Bicycle Deck – Telepathic Table Games – Srogi Mroczek 2025

Von Matthias Bosenick (18.02.2025)

Kaum angekündigt, liegt das zweite Album des Projektes Bicycle Deck auch schon vor: Starteten Srogi Mroczek und E. Appleton im November noch im Downbeat und im Ambient, verdoppeln sie auf „Telepathic Table Games“ die Spielzeit auf fast eine Stunde, verschieben die Gemütslage ins Dunkle, lassen dezent mehr Rhythmik zu und experimentieren weiterhin ordentlich mit ihren Synthies herum. Von Synthiepop kann gelegentlich die Rede sein, wenn auch lediglich in einer abstrahierten Form. Aufmerksamkeit gebührt dem Duo zusätzlich für das kuriose Konzept hinter dem Album.

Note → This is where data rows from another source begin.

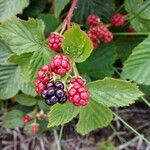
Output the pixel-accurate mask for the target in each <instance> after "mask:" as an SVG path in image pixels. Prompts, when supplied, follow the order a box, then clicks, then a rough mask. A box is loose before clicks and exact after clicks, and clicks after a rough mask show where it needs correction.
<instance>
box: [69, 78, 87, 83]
mask: <svg viewBox="0 0 150 150" xmlns="http://www.w3.org/2000/svg"><path fill="white" fill-rule="evenodd" d="M70 83H71V84H75V83H78V84H79V85H84V84H85V83H86V81H85V80H84V79H82V78H81V77H73V78H72V79H71V80H70Z"/></svg>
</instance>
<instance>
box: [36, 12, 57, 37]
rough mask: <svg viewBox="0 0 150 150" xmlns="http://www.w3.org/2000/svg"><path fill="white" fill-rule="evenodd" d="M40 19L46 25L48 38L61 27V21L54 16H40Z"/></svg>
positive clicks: (39, 16)
mask: <svg viewBox="0 0 150 150" xmlns="http://www.w3.org/2000/svg"><path fill="white" fill-rule="evenodd" d="M38 18H40V19H42V20H43V22H44V23H45V34H46V36H48V35H49V34H50V32H53V31H55V29H56V28H57V27H58V25H59V22H60V21H59V20H58V19H56V17H55V16H54V15H51V14H40V15H39V16H38Z"/></svg>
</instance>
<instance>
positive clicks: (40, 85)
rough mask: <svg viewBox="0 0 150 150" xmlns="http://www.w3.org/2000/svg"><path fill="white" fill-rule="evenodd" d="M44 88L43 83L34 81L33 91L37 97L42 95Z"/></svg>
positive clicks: (38, 81)
mask: <svg viewBox="0 0 150 150" xmlns="http://www.w3.org/2000/svg"><path fill="white" fill-rule="evenodd" d="M44 88H45V83H43V82H42V81H41V80H36V81H35V90H36V92H37V93H38V94H39V95H40V94H41V93H42V91H43V90H44Z"/></svg>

Man weiß bei allem, an dem Mroczek beteiligt ist, nie so genau, ob er die Hörerschaft nun hopsnimmt oder ob er das ganz schlicht und ergreifend ernst meint, was er da macht. Wie auch immer, die Motivation ändert nichts am Ergebnis, und das ist angenehm hörbar. Hier bezieht er sich laut Info auf „Parapsychologie, Pseudowissenschaften und ESP-Forschung“ und ließ sich auf „Unwahrheit“ ein, was der US-Amerikaner angesichts der aktuellen Lage für angemessen hielt. Appleton lässt zusätzlich wissen, dass die Siebziger-Alben von Miles Davis ein maßgeblicher Einfluss auf „Telepathic Table Games“ gewesen seien, außerdem Rollenspiel-Videogames und Goth. Okay!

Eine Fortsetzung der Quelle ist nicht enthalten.